Age of calf effect in MTM was modeled by fitting an overall linear regression of WWT and YWT on age of calf at recording, and other fixed effects were included in the usual discrete fashion. Fixed effects in SFM were fitted as fixed regressions with linear splines. Results here suggest that the corresponding estimates of variances and covariances from SFM and MTM would be similar even with missing records, when there are few traits measured and the age range for each trait is narrow (90 d in the current study for WWT and YWT). Furthermore, it was found that the two models were in very close agreement for parameters associated with BWT that had no missing records and age range variation. In all cases, with the exception of the total residual variance, the (co)variance, heritability, and genetic correlation estimates provided via SFM were slightly lower and had smaller estimated sampling variances than those estimated via MTM.
Of interest was the decrease in the absolute values of the negative estimates for direct and maternal covariances and correlations from SFM compared with MTM when direct and maternal effects within the same trait were considered. Direct-maternal genetic correlations estimated with the conventional reduced-Willham model (Koerhuis and Thompson, 1997
) may be overestimated, assuming no environmental covariance between dams and offspring (Meyer, 1997
; Quintanilla et al., 1999
) or not considering the effect of sire x herd-year interaction (Robinson, 1996b
; Dodenhoff, 1999
). In a sense, the less extreme estimate of the genetic correlation obtained with SFM compared with MTM might be more realistic, due to a smooth fit of the linear spline function to the data.
Conducting a simulation with some realistic generated data sets, Meyer (2004)
suggested that some improvement in the accuracy of genetic evaluation of beef cattle for growth could be expected by replacing MTM with RRM for the analysis of BWT, and 200-, 400-, and 600-d weights.

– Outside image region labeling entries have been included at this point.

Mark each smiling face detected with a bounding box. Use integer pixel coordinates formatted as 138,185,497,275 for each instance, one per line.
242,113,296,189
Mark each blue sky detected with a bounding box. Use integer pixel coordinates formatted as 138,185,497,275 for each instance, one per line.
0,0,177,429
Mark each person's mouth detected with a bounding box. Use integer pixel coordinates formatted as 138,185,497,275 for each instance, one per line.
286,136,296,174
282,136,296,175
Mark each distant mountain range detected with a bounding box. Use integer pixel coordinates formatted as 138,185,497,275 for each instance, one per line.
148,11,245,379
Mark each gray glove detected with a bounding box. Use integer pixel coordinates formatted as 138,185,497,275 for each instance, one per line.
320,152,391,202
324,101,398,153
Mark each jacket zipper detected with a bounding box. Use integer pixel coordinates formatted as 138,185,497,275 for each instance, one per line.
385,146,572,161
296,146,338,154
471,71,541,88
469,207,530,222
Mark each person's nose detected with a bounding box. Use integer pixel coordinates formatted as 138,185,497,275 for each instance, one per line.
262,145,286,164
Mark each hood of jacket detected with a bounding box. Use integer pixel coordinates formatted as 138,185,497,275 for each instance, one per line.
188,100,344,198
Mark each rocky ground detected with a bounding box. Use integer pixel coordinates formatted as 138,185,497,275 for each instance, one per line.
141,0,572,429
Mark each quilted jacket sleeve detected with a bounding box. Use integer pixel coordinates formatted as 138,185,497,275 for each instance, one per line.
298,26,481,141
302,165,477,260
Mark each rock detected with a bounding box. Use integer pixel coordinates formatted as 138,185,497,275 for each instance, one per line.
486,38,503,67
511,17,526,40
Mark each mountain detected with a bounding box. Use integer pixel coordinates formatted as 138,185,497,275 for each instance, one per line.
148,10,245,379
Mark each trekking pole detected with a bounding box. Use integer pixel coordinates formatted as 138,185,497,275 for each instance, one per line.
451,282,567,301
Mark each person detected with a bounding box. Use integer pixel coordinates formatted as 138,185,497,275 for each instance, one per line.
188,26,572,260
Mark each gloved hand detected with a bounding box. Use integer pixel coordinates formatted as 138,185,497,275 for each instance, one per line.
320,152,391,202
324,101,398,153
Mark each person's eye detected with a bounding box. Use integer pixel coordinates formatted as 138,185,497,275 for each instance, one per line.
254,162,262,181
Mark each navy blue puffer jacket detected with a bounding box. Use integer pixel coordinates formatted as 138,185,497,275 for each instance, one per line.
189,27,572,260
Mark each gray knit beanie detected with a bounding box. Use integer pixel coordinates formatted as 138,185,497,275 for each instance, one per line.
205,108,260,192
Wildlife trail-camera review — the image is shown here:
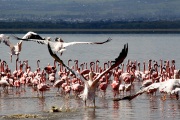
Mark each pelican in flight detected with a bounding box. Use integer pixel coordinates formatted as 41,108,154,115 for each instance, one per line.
48,41,128,107
0,34,22,62
114,79,180,101
19,31,45,40
14,34,112,55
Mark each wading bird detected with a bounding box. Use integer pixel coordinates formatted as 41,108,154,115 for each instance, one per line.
14,34,112,55
3,37,22,62
48,41,128,107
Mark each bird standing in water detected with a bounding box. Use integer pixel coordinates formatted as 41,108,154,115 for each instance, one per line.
48,44,128,107
14,34,112,55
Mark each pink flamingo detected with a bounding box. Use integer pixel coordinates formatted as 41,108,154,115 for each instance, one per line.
14,36,112,55
48,44,128,107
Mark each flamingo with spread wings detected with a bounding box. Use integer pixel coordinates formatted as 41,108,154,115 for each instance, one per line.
14,34,112,55
48,44,128,107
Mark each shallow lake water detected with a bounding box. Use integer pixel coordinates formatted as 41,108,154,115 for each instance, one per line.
0,34,180,120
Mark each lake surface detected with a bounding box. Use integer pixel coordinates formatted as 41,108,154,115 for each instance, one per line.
0,34,180,120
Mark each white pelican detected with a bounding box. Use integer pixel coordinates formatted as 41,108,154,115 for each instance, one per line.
14,34,112,55
20,31,45,40
0,34,9,43
115,79,180,101
48,41,128,107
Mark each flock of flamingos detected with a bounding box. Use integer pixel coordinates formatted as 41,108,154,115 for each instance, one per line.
0,32,180,106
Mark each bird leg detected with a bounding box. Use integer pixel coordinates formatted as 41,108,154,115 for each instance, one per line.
10,54,12,63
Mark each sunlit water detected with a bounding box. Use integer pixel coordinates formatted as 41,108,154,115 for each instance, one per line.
0,34,180,120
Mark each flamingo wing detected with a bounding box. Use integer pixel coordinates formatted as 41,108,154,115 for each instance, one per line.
3,37,14,48
12,32,48,44
93,44,128,85
63,38,112,48
48,43,87,82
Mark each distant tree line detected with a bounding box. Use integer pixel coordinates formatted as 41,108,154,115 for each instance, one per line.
0,20,180,29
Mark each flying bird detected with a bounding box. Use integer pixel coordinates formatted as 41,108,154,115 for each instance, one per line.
48,41,128,107
0,34,9,43
19,31,45,40
14,34,112,55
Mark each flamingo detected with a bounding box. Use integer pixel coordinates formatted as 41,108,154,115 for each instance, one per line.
3,37,22,62
14,34,112,55
48,44,128,107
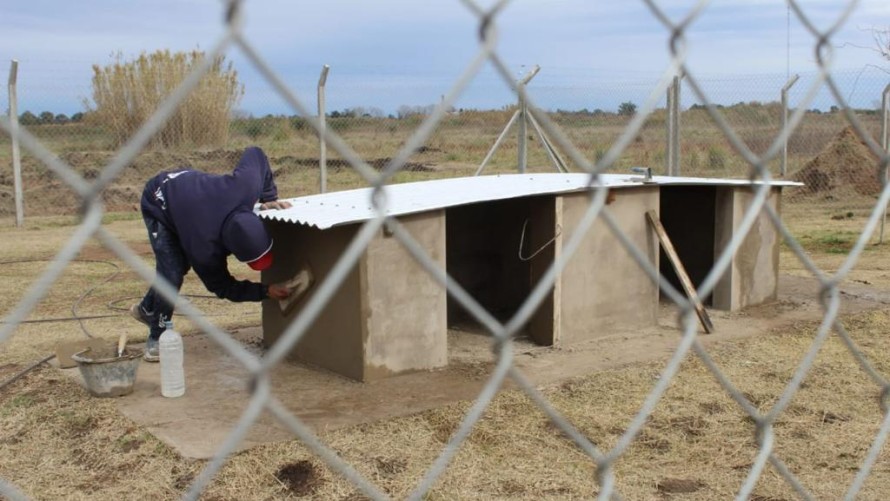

In the current setting of three early growth points from birth to yearling, it may generally be anticipated that the SFM analysis could be essentially equivalent to RRM with polynomials. However, the linear splines used here are computationally easier and faster to implement than polynomials. In contrast to polynomials, the behavior of splines in different intervals are not related (Wold, 1974
). For the type of data represented in the current study, estimates of direct and maternal genetic parameters with SFM may be superior to those from MTM due to better modeling of differences due to age in both fixed and random effects, particularly for growth at yearling. A simulation study that considers various realistic data sets of early growth would be helpful to clarify the potential benefits of the SFM analysis.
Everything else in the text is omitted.